Here’s the relevant statutory language from 42 U.S.C. § 7543(b) (Section 209(b) of the Clean Air Act):

(b) Waiver

The Administrator shall, after notice and opportunity for public hearing, waive application of this section to any State which has adopted standards (other than crankcase emission standards) for the control of emissions from new motor vehicles or new motor vehicle engines prior to March 30, 1966, if the State determines that such standards will be, in the aggregate, at least as protective of public health and welfare as applicable Federal standards.

This section applies exclusively to California, as it was the only state with pre-existing emissions standards before 1966. Other states, under Section 177 of the CAA, may choose to adopt California’s stricter standards but may not create their own independent regulations.

Without an EPA waiver, California cannot legally enforce its stricter emissions standards.

Other states cannot set their own emissions rules independently—they can only follow either federal standards or California’s if a waiver is granted.

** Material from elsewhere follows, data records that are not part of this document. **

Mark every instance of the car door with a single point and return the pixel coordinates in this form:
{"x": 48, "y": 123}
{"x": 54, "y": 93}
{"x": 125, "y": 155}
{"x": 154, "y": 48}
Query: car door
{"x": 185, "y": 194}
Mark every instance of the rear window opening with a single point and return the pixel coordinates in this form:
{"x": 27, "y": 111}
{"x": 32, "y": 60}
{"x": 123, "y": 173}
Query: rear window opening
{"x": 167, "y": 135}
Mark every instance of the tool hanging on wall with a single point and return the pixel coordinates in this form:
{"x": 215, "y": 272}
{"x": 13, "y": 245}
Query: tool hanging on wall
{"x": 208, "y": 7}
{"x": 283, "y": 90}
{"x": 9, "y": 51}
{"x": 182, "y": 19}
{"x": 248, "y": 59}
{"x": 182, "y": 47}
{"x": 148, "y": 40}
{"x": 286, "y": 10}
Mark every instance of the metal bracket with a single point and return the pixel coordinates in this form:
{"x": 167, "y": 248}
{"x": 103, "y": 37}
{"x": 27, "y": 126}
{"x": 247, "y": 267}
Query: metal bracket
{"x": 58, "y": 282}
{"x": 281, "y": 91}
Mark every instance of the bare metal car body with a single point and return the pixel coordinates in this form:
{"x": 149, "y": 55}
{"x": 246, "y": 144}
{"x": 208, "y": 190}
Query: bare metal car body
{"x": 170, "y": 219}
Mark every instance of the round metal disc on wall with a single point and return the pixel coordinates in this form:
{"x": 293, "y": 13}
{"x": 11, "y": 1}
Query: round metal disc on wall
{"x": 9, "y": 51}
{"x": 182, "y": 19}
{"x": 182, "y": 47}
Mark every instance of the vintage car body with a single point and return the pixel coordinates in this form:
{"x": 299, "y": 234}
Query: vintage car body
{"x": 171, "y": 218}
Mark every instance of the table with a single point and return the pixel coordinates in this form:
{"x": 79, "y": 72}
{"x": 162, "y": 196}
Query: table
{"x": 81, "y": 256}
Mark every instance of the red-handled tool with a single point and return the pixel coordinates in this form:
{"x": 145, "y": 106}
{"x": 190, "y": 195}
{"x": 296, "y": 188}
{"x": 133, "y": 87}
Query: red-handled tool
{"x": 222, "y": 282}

Waivers have been denied before (e.g., under the Bush administration in 2008), illustrating that this is not an automatic right but a federally controlled approval process.

Thus, it is not a mischaracterization to say that federal regulators have the power to block state-level emissions standards. California's ability to enforce stronger rules is contingent on receiving EPA approval, making it a privilege granted by federal authorities, not an inherent state right.

If your reading contradicts this, I’d be happy to review the specific legal text you’re referring to—but the statutory requirement for a waiver is well established in both law and precedent.